Few of us grew up in emotionally nurturing homes; turned out to be smart, popular, and athletic in high school; and had nothing bad happen to us. Most people have some emotional baggage from their family or from life events that have caused a painful loss or harm. Although our defenses keep us functioning well through many years, eventually we hit a wall or, in some cases, rock bottom. The good news is that hitting bottom could be the turning point you need to propel a change for the better.
Is Your Relationship Growing?
If your relationship is not growing, it is dying and you need to analyze why. Socrates was on to something when he said “An unexamined life is not worth living.” Change for the better can be unleashed when you take the time to unravel the unconscious patterns of thought that are so deeply ingrained you aren’t even aware of them. You may discover that you have a partner who isn’t able to be intimate, who has anger problems, who can’t trust other people, or who keeps putting you down. You may also discover that you have your own negative patterns.
In couples’ counseling, we look at which lifetraps each partner brings to the relationship. These lifetraps or subconscious patterns are sometimes referred to as schema and can be identified using the approach described in the outstanding book Reinventing Your Life: The Breakthrough Program to End Negative Behavior and Feel Great Again by Jeffrey Young and Janet Klosko. One partner may have mistrust issues and the other may have emotional deprivation issues. When they interact, each one triggers the other. Their lifetraps keep clashing, and they need to discover why they keep having the same fight over and over again.

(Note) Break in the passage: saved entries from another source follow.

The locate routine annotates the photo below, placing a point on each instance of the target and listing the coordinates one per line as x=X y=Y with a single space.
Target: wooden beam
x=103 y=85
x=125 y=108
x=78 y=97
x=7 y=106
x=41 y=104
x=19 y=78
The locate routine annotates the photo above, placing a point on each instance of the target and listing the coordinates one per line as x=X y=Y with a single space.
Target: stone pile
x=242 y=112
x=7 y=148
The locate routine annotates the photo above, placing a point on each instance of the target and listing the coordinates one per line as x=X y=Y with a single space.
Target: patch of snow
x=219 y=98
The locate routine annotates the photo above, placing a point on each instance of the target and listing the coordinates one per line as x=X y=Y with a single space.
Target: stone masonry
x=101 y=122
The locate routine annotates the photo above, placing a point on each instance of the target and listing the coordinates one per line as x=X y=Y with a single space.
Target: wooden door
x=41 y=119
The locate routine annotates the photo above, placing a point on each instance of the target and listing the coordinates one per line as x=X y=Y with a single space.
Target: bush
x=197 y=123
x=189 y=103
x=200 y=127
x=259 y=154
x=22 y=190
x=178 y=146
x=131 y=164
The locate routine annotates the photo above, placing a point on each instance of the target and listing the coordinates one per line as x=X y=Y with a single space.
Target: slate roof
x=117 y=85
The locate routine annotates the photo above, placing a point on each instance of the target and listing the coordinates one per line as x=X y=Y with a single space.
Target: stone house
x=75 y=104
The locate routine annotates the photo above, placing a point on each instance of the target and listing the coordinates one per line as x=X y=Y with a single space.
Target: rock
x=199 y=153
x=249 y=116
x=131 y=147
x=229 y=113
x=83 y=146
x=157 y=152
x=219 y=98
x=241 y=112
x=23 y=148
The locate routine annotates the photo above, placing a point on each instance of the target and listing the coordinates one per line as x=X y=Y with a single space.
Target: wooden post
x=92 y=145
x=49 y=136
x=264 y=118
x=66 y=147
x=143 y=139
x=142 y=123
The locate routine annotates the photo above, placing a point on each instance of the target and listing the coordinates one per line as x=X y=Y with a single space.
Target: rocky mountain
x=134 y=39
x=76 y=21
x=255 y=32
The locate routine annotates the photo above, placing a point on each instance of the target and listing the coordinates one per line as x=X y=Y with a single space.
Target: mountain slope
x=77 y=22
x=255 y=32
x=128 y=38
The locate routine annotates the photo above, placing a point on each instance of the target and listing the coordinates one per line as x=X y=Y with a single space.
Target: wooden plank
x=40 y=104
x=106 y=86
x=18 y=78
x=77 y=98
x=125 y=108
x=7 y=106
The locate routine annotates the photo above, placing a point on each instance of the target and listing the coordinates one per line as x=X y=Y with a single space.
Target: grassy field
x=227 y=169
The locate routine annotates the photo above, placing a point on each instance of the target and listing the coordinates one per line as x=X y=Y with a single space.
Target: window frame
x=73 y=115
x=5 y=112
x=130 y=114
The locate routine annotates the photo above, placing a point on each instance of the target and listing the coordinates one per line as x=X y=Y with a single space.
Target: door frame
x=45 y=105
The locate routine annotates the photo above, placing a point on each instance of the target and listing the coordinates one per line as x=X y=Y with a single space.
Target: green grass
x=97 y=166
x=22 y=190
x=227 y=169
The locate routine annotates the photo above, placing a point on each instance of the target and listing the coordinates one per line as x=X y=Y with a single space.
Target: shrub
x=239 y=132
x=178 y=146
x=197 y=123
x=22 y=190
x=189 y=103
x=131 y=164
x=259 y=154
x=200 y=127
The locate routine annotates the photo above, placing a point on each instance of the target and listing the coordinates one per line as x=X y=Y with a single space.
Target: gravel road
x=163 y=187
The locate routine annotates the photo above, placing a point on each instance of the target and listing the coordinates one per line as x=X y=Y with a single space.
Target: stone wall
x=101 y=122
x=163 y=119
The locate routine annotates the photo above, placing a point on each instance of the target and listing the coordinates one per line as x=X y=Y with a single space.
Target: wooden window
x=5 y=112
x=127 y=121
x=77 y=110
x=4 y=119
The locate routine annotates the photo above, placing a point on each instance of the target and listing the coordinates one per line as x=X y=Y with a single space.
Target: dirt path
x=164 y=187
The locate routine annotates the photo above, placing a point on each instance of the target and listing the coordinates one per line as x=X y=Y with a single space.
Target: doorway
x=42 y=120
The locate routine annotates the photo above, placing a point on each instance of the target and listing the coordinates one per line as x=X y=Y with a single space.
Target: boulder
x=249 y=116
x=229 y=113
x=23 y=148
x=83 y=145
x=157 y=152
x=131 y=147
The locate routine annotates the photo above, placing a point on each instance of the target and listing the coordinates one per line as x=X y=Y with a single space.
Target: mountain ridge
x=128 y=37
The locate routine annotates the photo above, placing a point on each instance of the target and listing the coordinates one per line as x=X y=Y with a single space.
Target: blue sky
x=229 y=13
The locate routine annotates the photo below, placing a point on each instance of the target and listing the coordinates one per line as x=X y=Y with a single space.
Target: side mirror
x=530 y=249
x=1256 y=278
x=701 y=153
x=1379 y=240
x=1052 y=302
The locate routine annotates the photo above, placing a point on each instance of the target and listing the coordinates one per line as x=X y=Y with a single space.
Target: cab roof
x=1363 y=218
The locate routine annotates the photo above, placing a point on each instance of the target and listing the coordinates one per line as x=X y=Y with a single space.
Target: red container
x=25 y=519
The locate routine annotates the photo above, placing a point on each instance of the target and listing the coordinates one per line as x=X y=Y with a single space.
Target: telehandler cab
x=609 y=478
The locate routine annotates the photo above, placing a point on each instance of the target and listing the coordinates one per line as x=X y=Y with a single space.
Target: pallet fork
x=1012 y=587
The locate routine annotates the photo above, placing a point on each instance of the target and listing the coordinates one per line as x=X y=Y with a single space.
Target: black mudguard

A relationship based on strong chemistry (say, a 9 on a scale of 1 to 10) represents your subconscious attraction to a partner who triggers your childhood lifetrap. You have a primitive need to heal old childhood wounds by recreating a similar dynamic, with the hope that it will turn out differently this time. Once we identify these patterns, you will learn to develop new behaviors and new choices that may initially feel counterintuitive but will allow you to reinvent your life. Chemistry is a powerful force; it can blow up or it can build up a relationship. With counseling and increased awareness and insight, you can harness the chemistry and use it to unleash a positive change. Don’t be trapped in the past. You can live your best life now.